The quartz infrared lamp structure of the present invention not only has no in-cavity microwave shield, which leads to a much higher infrared efficiency, but the lamp is also removable both for easy cleaning and for providing a larger oven cavity for microwave-only operation.
The power leads to the quartz lamps act as antennae thus potentially conveying a large amount of microwave energy out of the cavity. To prevent the escape of microwaves along a heater's power leads, a quater-wave choke has conventionally been employed external to the oven cavity. See e.g., U.S. Pat. Nos. 4,298,780 filed Mar. 12, 1980 to Suzuki and 4,149,056 filed May 5, 1977 to Kaneshiro et al. (assigned to Sharp Kabushiki Kaisha of Japan). It is a common feature of these chokes that they are not designed to be operable with the infrared heating element removed. In contrast, the choke design of the present invention allows removal of the infrared heaters during microwave operation. When removed, they may be easily cleaned.
Constable '687 and Smith et al. '183 both prefer to heat air for convection by blowing it across shielded-rod heaters. This practice appears to be conventional. The heaters themselves are not employed as a source of direct infrared radiation for broiling. Further, the air blowing across them restricts the high temperature that is normally associated with broiling.
In contrast, the present invention uses the quartz infrared lamp both for broiling and for convection heating.
The convection fans of the prior ovens do not perform the additional function of heat exchanging. The present invention's convection fan comprises a rotating heat exchanger/fan which absorbs heat from the quartz lamp, transmits it to the air and blows it down the sides of the cavity. The heat exchanger/fan of the present invention has the additional advantages of broadcasting reflected high-frequency infrared about the cavity, and, as it itself heats up, it creates a broad source of low-frequency infrared radiation.
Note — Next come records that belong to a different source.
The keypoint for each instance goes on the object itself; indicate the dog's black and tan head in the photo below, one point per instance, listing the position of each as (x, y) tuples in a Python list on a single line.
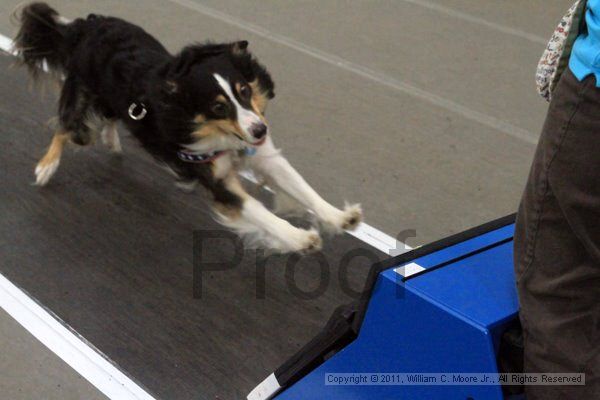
[(220, 92)]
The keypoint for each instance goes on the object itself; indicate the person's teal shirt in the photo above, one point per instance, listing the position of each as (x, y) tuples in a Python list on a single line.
[(585, 57)]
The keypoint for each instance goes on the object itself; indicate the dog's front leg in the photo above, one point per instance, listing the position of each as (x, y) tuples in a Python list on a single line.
[(254, 222), (269, 162)]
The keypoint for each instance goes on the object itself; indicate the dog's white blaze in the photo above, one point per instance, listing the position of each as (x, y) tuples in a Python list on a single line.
[(246, 118)]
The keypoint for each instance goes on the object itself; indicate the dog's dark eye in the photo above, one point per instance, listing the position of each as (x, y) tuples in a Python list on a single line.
[(245, 91), (220, 109)]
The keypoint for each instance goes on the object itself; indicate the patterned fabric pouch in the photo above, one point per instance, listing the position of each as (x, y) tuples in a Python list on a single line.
[(556, 56)]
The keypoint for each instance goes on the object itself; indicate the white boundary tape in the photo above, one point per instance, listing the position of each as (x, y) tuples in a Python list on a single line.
[(86, 360), (69, 346)]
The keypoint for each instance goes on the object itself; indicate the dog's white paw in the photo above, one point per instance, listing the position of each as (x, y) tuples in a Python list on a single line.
[(45, 171), (301, 241), (342, 220)]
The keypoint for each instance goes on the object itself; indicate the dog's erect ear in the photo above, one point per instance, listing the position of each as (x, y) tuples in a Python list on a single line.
[(240, 47)]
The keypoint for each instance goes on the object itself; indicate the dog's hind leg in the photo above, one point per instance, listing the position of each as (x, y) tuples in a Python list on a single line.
[(110, 136), (48, 165)]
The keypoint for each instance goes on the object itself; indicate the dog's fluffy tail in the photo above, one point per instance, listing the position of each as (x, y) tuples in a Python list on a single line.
[(41, 38)]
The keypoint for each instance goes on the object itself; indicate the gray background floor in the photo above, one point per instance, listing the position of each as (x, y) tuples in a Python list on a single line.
[(424, 111)]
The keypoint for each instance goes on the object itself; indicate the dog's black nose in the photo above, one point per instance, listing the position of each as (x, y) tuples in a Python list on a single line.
[(259, 130)]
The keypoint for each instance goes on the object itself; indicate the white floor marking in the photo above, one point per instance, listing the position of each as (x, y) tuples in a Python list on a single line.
[(69, 346), (479, 21), (365, 72)]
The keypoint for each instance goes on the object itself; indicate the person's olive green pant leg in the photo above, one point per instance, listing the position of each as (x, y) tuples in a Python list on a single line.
[(557, 244)]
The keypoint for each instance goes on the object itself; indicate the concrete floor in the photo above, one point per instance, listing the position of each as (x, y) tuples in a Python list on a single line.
[(424, 111)]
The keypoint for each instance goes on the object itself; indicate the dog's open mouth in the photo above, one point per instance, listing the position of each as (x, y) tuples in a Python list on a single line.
[(260, 142)]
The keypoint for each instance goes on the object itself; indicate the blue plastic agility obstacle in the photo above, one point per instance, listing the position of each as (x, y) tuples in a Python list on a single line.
[(446, 319)]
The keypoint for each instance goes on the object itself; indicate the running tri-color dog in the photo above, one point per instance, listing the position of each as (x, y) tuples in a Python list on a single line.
[(199, 113)]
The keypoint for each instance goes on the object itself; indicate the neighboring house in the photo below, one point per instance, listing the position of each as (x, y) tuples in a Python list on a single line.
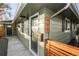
[(36, 22)]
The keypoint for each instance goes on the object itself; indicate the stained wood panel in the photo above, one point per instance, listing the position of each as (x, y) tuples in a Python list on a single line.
[(55, 48), (2, 30)]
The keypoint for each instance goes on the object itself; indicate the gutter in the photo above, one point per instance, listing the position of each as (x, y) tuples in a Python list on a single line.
[(67, 5)]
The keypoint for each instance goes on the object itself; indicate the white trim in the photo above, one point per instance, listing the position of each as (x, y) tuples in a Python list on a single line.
[(31, 34)]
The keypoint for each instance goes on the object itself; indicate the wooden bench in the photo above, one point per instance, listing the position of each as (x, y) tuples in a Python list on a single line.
[(55, 48)]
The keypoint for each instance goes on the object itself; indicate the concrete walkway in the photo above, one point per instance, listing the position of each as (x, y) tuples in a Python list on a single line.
[(16, 48)]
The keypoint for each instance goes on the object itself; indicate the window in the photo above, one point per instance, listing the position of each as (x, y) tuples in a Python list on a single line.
[(66, 25)]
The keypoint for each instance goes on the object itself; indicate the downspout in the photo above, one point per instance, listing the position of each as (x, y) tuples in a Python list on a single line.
[(67, 5)]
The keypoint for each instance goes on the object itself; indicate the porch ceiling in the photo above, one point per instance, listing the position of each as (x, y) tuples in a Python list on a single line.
[(32, 8), (69, 14)]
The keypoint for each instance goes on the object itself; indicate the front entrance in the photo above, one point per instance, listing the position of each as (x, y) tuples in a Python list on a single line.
[(34, 31)]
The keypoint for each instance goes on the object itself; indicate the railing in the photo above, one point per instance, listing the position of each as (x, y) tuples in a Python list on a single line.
[(55, 48)]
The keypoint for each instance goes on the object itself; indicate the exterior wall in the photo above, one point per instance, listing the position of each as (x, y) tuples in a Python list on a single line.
[(54, 34), (24, 37), (56, 30)]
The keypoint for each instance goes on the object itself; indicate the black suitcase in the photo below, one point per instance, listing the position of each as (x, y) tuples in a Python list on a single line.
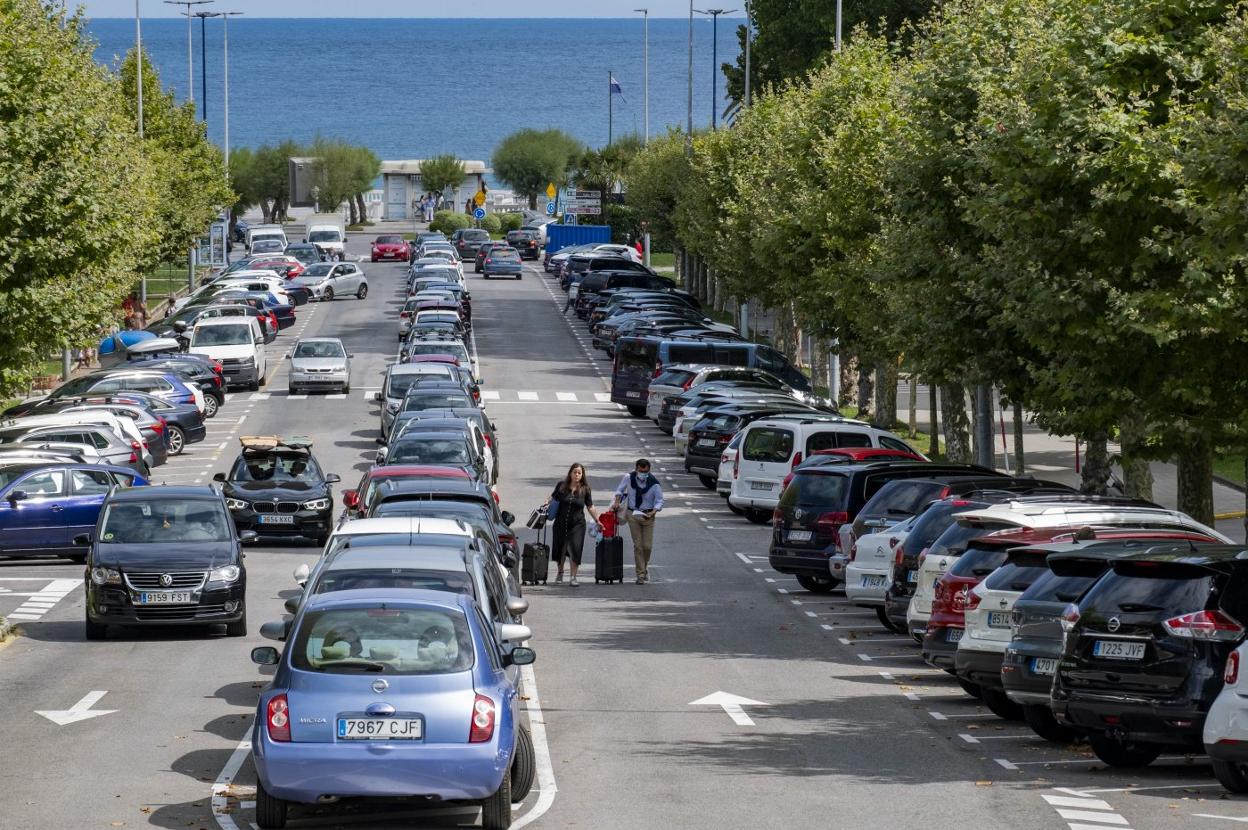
[(534, 562), (609, 559)]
The present invention comprises a combination microwave/convection and broiling oven. The oven includes a conventional magnetron, a waveguide and a resonant, oblique-angled, rotating antenna for broadcasting microwaves into a microwave oven cavity. It further includes a heat-exchanger/fan rotatably mounted in a dome-shaped recess in the cavity ceiling and one or more infrared heaters mounted directly below the heat-exchanger/fan.
The shaft on which the heat-exchanger/fan is mounted extends into the waveguide outlet port, through the waveguide and to a pulley, which is connected to a drive motor. The waveguide includes angled baffles, one immediately anterior the heat-exchange/fan shaft, to direct microwaves out of the waveguide rather than back towards the magnetron. The heat-exchanger/fan is further disk-shaped and constructed with or in the form of radial vanes, convolutions, or corrugations whereby on rotation of the fan, air is drawn up through centrally located openings, conducted along the vanes, etc., and blown out the periphery of the disk. The hot air is then directed downwards along the cavity's sides by the dome-shaped recess.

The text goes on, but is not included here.